Die Worte blieben unvollendet, hinterließen aber genug Raum für Fantasie.

Nico lächelte leise, drehte den Verlobungsring an seinem Finger und antwortete gleichgültig:

„Natürlich. Es ist... sehr aufregend.“

Im Raum brach wilder Applaus aus, alle reckten ihre Daumen nach oben.

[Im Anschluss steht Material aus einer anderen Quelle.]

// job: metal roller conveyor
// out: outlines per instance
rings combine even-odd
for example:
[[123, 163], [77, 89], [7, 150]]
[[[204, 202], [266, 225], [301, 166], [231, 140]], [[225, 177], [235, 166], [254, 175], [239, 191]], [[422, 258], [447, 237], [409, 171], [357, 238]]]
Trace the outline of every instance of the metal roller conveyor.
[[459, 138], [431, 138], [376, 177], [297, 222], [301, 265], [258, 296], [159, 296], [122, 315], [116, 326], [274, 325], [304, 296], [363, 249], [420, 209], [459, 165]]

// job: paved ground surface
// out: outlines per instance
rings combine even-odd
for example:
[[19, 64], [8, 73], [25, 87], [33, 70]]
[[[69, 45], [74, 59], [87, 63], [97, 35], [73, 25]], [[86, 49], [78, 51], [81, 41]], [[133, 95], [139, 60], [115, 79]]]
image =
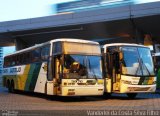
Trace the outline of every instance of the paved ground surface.
[[[113, 94], [105, 97], [48, 98], [45, 95], [33, 93], [15, 94], [0, 87], [0, 110], [4, 111], [55, 111], [57, 115], [81, 115], [88, 110], [160, 110], [160, 94], [138, 94], [135, 99], [128, 99], [125, 94]], [[12, 112], [11, 112], [12, 113]], [[53, 112], [52, 112], [53, 113]], [[87, 114], [87, 113], [86, 113]]]

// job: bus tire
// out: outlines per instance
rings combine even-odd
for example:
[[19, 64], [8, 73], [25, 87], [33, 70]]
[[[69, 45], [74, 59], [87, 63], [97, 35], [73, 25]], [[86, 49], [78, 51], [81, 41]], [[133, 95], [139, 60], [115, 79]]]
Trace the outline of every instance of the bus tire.
[[137, 96], [137, 93], [127, 93], [128, 98], [134, 99]]
[[8, 92], [11, 92], [11, 83], [9, 80], [7, 80], [7, 88], [8, 88]]

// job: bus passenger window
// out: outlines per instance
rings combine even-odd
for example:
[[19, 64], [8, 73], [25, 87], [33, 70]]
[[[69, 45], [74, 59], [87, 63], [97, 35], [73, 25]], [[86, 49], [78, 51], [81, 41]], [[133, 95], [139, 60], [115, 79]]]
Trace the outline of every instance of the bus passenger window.
[[43, 47], [41, 50], [41, 59], [48, 60], [49, 52], [50, 52], [50, 45]]
[[32, 62], [38, 62], [40, 60], [40, 49], [32, 51]]

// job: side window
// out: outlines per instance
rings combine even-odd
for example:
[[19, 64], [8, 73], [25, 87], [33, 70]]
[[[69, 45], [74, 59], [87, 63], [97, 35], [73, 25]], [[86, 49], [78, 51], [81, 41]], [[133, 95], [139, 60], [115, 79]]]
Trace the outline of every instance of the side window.
[[40, 48], [34, 49], [32, 51], [32, 62], [40, 61]]
[[44, 46], [41, 50], [41, 59], [48, 60], [49, 53], [50, 53], [50, 45]]
[[30, 62], [30, 59], [31, 59], [31, 53], [30, 52], [26, 52], [26, 53], [23, 53], [23, 64], [27, 64]]
[[14, 66], [16, 64], [16, 56], [11, 57], [11, 65]]

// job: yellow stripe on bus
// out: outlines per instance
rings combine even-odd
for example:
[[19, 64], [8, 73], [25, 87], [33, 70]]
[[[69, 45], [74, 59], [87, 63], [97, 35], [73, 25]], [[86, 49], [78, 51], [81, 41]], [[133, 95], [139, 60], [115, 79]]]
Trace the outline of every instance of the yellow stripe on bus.
[[29, 70], [30, 70], [30, 65], [26, 65], [24, 69], [24, 73], [22, 75], [17, 75], [18, 90], [24, 90]]

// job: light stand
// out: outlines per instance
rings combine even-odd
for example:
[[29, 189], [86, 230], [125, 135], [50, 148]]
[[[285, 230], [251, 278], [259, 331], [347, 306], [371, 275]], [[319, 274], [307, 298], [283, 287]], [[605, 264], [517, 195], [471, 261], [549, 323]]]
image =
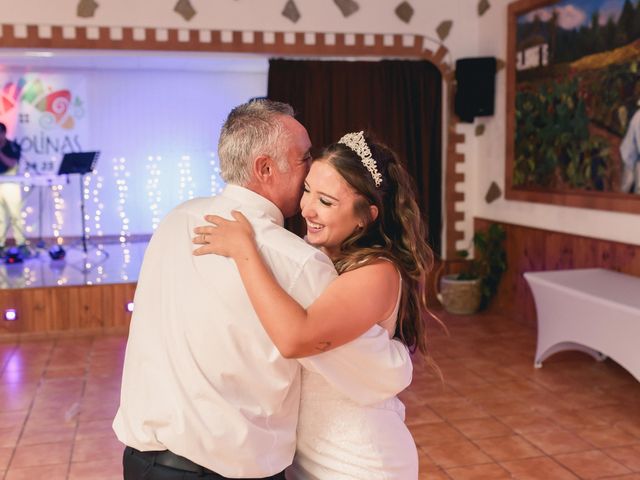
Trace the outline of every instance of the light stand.
[[[81, 243], [82, 243], [82, 251], [84, 253], [84, 259], [82, 264], [82, 271], [88, 271], [91, 267], [87, 265], [87, 255], [89, 252], [88, 241], [87, 241], [87, 231], [86, 231], [86, 219], [85, 219], [85, 203], [84, 203], [84, 179], [85, 175], [91, 173], [98, 161], [98, 157], [100, 156], [100, 152], [73, 152], [67, 153], [62, 157], [62, 163], [60, 163], [60, 169], [58, 170], [58, 175], [68, 175], [79, 174], [80, 175], [80, 218], [82, 223], [82, 232], [81, 232]], [[105, 254], [106, 260], [106, 252], [102, 251]]]

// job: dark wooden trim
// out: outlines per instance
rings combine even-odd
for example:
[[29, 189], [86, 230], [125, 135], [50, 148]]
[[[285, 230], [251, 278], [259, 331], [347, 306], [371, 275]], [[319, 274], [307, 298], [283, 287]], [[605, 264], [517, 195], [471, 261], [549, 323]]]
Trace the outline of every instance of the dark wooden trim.
[[531, 190], [513, 185], [515, 161], [516, 18], [530, 10], [552, 5], [558, 0], [519, 0], [507, 9], [507, 102], [505, 198], [523, 202], [550, 203], [567, 207], [640, 213], [640, 195], [613, 192]]
[[[72, 49], [107, 49], [107, 50], [152, 50], [152, 51], [199, 51], [199, 52], [235, 52], [235, 53], [263, 53], [271, 55], [311, 55], [311, 56], [373, 56], [424, 59], [433, 63], [441, 72], [443, 82], [446, 84], [446, 94], [443, 98], [443, 110], [447, 118], [444, 127], [447, 133], [446, 145], [443, 152], [444, 161], [444, 232], [445, 243], [443, 245], [443, 258], [454, 256], [456, 239], [460, 238], [462, 231], [456, 227], [455, 221], [449, 219], [464, 220], [465, 213], [457, 211], [455, 194], [457, 183], [464, 182], [464, 174], [455, 172], [456, 163], [464, 162], [464, 155], [456, 153], [456, 145], [464, 142], [464, 135], [456, 133], [456, 125], [459, 119], [454, 113], [453, 98], [455, 95], [455, 79], [453, 66], [447, 64], [449, 53], [447, 48], [440, 44], [433, 52], [424, 47], [425, 37], [422, 35], [385, 35], [385, 34], [346, 34], [346, 33], [314, 33], [314, 32], [251, 32], [252, 42], [243, 41], [241, 31], [219, 31], [206, 29], [175, 29], [175, 28], [142, 28], [144, 39], [136, 40], [132, 27], [67, 27], [73, 28], [73, 38], [65, 38], [63, 26], [51, 27], [51, 36], [40, 37], [37, 25], [27, 25], [27, 35], [17, 38], [15, 26], [2, 24], [0, 36], [0, 48], [72, 48]], [[121, 31], [121, 38], [112, 36], [112, 31]], [[97, 38], [90, 38], [89, 31], [95, 31]], [[158, 40], [158, 32], [166, 32], [166, 40]], [[187, 41], [180, 41], [181, 32], [186, 31]], [[210, 39], [200, 41], [201, 32], [208, 32]], [[267, 42], [266, 37], [273, 35], [273, 42]], [[305, 37], [312, 35], [314, 43], [306, 43]], [[365, 37], [373, 36], [373, 42], [365, 42]], [[229, 41], [224, 41], [230, 36]], [[288, 43], [287, 38], [293, 37], [293, 42]], [[353, 43], [347, 42], [347, 38], [353, 38]], [[385, 45], [385, 39], [391, 38], [393, 42]], [[405, 46], [404, 39], [411, 40]], [[224, 40], [223, 40], [224, 39]], [[330, 41], [333, 40], [333, 41]], [[371, 44], [368, 44], [371, 43]]]
[[533, 297], [522, 274], [541, 270], [608, 268], [640, 276], [640, 245], [601, 240], [553, 230], [474, 219], [474, 230], [491, 223], [505, 229], [507, 271], [490, 309], [531, 325], [536, 323]]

„Genial! Nico, du verstehst es wirklich!“

„Vermutlich hast du es überall zu Hause ausprobiert, wir beneiden dich!“

„Scheint so, als würde die Hochzeit mit Mia deine Affäre nicht stören.“

Die Komplimente waren unendlich, aber niemand bemerkte, dass Mias Finger, die die Essstäbchen hielten, vor Anspannung weiß wurden.

Keiner wusste, dass sie ihre Hörfähigkeit bereits zurückerlangt hatte.

Noch weniger wussten sie, dass sie beschlossen hatte, zu gehen und nicht mehr mit Nico zu heiraten.

Am Hochzeitstag würde nur eine Leiche, die genau wie sie aussah, für Nico da sein.

Nico bemerkte aus dem Augenwinkel, dass die Person neben ihm den Krabben in der Schale nicht berührt hatte, und gebärdete eilig:

„Mia, warum isst du nicht?“

Mia sah in das Gesicht des Mannes, dessen Augen voller Sorge waren, und zwang sich, ein Lächeln zu zaubern.

„Was habt ihr so aufgeregt diskutiert?“

Nico lächelte, setzte sanft einen Kuss auf ihre Handrücken und sagte:

„Sie beneiden unsere Liebe und sagen, dass wir in Zukunft das glücklichste Ehepaar der Welt sein werden.“

Danach machte er sogar die Geste „Ich liebe dich“.

Die Leute im Raum tauschten bedeutungsvolle Blicke. Mia sah deutlich die Spottigkeit in ihren Augen.

Ihr Herz fühlte sich an, als wäre es in eiskaltes Wasser getaucht.

Sie hatten gerade über seine Geliebte gesprochen, doch er drehte die Wahrheit um und behauptete, sie beneiden ihre Liebe.

Nico, Nico... Ich wusste gar nicht, dass du so gut lügen kannst.